Avec le coconspirateur, on se balade.

Devant nous, un chat miaule. Je m’arrête, me penche et tends la main pour indiquer que j’offre volontiers des câlins.

La bête se met rapidement en marche vers nous, miaulant toujours; passe entre nous deux, nous ignorant royalement; et poursuit son chemin, miaulant encore.

Le coconspirateur est mort de rire; je maudis la bête entre mes dents. J’ai du respect pour la nature indépendante des chats; j’ai une dent contre les aguicheurs qui ne livrent pas la marchandise. Tst.

A deceptive cat, une image de Stephen Craven (cc by-sa 2.0)

Coït impromptu

Gros plan décentré d'un interrupteur mural.

— « Demisexuelle », ça veut-tu dire que tu pratiques le coït interrompu?

Gros, gros, gros soupir.

Mon petit poulet: vraiment? T’es assez grand pour te faire un profil dans un site de rencontres et t’es pas foutu de faire usage d’un moteur de recherche Web avant de m’écrire des âneries?

Delete.

interruptor, une image de Rodrigo Denúbila (cc by-sa 2.0)

Vitesse d’exécution?

Un chat se promène sur le toit d'un abri tempo.

Un insolite squelette d’abri tempo surplombe, plutôt que l’attendu morceau d’asphalte, un bout de gazon. On passe devant pour la énième fois avec la covacancière adorée. Pour la énième fois, je me dis que je devrais bien faire une #dérive(s) au sujet de l’étrange et incongrue carcasse.

La covacancière suggère qu’on enrôle la joyeuse tribu pour éventuellement démanteler la chose. L’idée m’emballe. Je suggère qu’on remonte le squelette au 88 Dead Ends Drive, Rockport, Texas. On rigole bien.

La #dérive(s) a connu son lot de projets plus ou moins ambitieux, plus ou moins réalisés, plus ou moins avortés, plus ou moins abandonnés. Faut croire que de fomenter lesdits projets nous amuse plus que de les réaliser concrètement.

Quoi que. Si le squelette tempo était l’excuse nécessaire à la réalisation du road trip passant par tous les Paris nord-américains pour se rendre au 88 Dead Ends Drive, je serais très divertie. Joyeuse tribu?

Tempo Shelter Wanderer, une image de Pierre A Renaud (cc 2.0 by-nc-nd)

Empathie

Un cochon repose, les yeux fermés béatement, dans un bain de boue.

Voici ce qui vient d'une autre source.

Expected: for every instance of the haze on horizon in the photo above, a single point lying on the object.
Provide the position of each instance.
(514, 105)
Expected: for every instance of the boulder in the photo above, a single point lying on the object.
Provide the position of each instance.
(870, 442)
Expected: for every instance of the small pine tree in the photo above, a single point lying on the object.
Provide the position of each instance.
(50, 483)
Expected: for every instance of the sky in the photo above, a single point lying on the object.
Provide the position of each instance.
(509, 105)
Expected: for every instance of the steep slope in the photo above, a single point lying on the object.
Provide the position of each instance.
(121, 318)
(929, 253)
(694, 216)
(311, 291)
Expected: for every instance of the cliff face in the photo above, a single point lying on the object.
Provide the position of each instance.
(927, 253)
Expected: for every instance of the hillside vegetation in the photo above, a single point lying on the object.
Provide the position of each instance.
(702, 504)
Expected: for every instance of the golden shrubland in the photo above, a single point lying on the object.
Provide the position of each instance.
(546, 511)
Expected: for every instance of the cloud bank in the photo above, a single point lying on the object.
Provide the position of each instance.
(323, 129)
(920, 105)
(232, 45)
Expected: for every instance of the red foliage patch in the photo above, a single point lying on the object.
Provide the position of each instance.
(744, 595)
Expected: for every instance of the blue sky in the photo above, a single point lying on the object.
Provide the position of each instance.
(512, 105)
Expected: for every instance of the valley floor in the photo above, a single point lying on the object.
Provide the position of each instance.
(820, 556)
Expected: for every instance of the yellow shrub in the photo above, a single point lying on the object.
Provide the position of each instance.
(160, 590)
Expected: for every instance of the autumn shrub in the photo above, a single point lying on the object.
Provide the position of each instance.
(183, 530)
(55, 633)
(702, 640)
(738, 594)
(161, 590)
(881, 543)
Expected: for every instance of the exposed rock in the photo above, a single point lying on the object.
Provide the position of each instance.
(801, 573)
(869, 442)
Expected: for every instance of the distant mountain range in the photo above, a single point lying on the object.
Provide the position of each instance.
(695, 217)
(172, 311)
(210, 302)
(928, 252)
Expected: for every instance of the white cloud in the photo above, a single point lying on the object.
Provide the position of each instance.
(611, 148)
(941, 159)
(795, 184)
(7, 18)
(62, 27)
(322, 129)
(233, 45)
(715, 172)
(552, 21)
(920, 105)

On discute émotions. Parce qu’on est réputées, réputés ne pas en avoir. Ou moins. Ou peu. Ou ne pas être en mesure de les reconnaître, de les dire. Peu importe. On est dans le même bateau de celles et de ceux pour qui les émotions ne se vivent pas comme c’est le cas pour la moyenne des ours.

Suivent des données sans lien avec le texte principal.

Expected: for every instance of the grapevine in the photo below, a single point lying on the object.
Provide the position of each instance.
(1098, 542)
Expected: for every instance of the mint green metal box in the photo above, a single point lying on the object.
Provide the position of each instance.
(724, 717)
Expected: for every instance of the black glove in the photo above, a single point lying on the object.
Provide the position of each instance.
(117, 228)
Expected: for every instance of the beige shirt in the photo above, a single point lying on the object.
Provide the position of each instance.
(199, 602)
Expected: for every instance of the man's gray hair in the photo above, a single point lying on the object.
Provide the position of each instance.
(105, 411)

Elle demande comment il est possible de trouver le bonheur. On lui conseille des cours en ligne sur le bonheur, des diagrammes représentant des émotions et leurs (trop!) nombreuses variantes, de la thérapie. Une réponse m’émeut: « I find contentment ».

J’ai un élan d’empathie envers l’auteur. Oui, pour moi aussi, le contentement est ce qui se rapproche le plus du bonheur. Pas d’explosion, pas de débordement, pas d’euphorie. Juste le sentiment de ne désirer, pour le moment, rien d’autre; d’apprécier ce qui est, là, maintenant.

Je vais voir le profil du type. Si j’étais typique, je vous dirais que je suis sonnée, sur le cul, que je tombe en bas de mes souliers et de ma chaise, le cul par terre, la plotte en-dessous des bras. Il habite le bible belt et adhère aux valeurs conservatrices qui caractérisent ladite ceinture symbolique.

Je ne suis pas typique. Je me contente de constater qu’il est possible de se trouver des points communs avec les gens les plus improbables. D’une certaine façon, c’est rassurant. Presque.